The explanation seemed to be that the delta frequency range was linked to cognitive performance, which was found to be worse in bipolar disorder patients than in those with significant depression. Second, specific changes in the delta band were observed during the sleep of depressive individuals, suggesting that the delta band may be used as a control band because recordings were taken in an eyes closed, nonsleep state. This could explain why delta frequency contributed fewer characteristics in the current investigation. Furthermore, it was discovered that the alpha band seems to have more characteristics than the beta and delta bands. In EEG examinations of depressed people, the most common area which has been observed to be changed is the alpha frequency spectrum.

5. Conclusion

An IACO-SVM algorithm is presented in depth in this study. The suggested framework is comprised of two steps: FS and categorization. In summary, research has discovered an aberrant frontal alpha asymmetry that impairs behavioral approach avoiding inclinations, which can lead to sadness. Finally, changes in anxiety symptoms may be due to greater activity in the beta frequency spectrum, but this may vary across the patients in this study.
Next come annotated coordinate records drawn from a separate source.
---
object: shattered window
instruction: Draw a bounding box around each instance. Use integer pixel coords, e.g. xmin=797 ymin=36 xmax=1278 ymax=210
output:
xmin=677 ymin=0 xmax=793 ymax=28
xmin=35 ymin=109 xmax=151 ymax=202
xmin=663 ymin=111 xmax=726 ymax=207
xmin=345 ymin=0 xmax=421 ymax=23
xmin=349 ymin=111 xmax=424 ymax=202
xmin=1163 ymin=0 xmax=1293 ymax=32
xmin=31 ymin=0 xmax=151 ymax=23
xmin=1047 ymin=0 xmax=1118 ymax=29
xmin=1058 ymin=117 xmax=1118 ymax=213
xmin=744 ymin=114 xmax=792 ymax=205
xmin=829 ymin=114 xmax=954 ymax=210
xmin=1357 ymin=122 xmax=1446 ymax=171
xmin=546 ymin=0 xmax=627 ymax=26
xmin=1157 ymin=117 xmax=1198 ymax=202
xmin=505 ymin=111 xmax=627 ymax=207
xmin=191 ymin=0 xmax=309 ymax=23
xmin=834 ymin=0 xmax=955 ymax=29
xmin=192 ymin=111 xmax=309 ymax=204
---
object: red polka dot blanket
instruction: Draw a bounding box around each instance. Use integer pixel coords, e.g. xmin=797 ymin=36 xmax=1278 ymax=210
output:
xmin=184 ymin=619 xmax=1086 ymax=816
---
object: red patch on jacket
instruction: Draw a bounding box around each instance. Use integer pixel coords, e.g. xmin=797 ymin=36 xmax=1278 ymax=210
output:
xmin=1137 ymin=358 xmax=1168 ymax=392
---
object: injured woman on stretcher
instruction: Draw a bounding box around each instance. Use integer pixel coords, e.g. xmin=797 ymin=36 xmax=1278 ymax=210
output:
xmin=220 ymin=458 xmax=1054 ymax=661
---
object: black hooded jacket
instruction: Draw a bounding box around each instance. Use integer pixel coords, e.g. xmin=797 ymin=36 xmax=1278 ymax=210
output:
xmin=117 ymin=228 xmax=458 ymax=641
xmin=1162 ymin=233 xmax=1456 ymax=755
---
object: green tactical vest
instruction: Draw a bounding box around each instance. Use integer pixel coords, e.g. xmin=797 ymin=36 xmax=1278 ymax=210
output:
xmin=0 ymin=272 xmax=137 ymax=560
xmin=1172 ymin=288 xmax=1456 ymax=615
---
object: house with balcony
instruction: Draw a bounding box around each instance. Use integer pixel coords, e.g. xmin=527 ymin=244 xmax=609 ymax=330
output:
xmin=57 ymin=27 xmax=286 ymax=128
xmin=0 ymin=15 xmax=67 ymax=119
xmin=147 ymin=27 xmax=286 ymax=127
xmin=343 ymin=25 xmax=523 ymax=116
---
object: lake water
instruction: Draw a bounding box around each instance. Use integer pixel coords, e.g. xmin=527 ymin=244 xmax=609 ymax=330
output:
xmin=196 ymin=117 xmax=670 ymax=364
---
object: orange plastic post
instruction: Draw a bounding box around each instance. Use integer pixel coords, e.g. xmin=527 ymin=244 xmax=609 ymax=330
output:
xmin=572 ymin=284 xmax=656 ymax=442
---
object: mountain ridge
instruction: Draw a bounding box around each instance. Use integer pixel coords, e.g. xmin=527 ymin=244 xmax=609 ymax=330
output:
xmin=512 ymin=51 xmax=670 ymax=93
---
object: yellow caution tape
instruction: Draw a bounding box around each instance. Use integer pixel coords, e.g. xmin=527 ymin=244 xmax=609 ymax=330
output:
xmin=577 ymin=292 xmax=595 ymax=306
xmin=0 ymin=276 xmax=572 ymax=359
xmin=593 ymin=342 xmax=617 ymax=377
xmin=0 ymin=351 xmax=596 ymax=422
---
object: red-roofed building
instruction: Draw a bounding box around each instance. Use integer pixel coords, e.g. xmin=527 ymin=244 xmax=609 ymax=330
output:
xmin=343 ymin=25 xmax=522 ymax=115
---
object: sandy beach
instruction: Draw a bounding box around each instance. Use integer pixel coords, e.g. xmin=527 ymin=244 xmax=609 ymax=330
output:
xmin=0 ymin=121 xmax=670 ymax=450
This could explain why the beta frequency spectrum has fewer features than the alpha frequency range. Taken together, the criteria used in this study are usually complementary to studies that demonstrated group-level differences between UD and BD. Anyway, the final goal of studying the differences between psychiatric conditions is to find molecular markers that seem to be unique to every condition. Univariate statistics, in particular, avoid making conclusions on an individual basis, making them less helpful for clinical usage. In this case, SVM-based techniques are critical since they allow for individual-based predictions as well as the specificity and sensitivity levels of the selected variables.

Data Availability

The data used to support the findings of this study are available from the corresponding author upon request.

Conflicts of Interest

The authors declare that they have no conflicts of interest.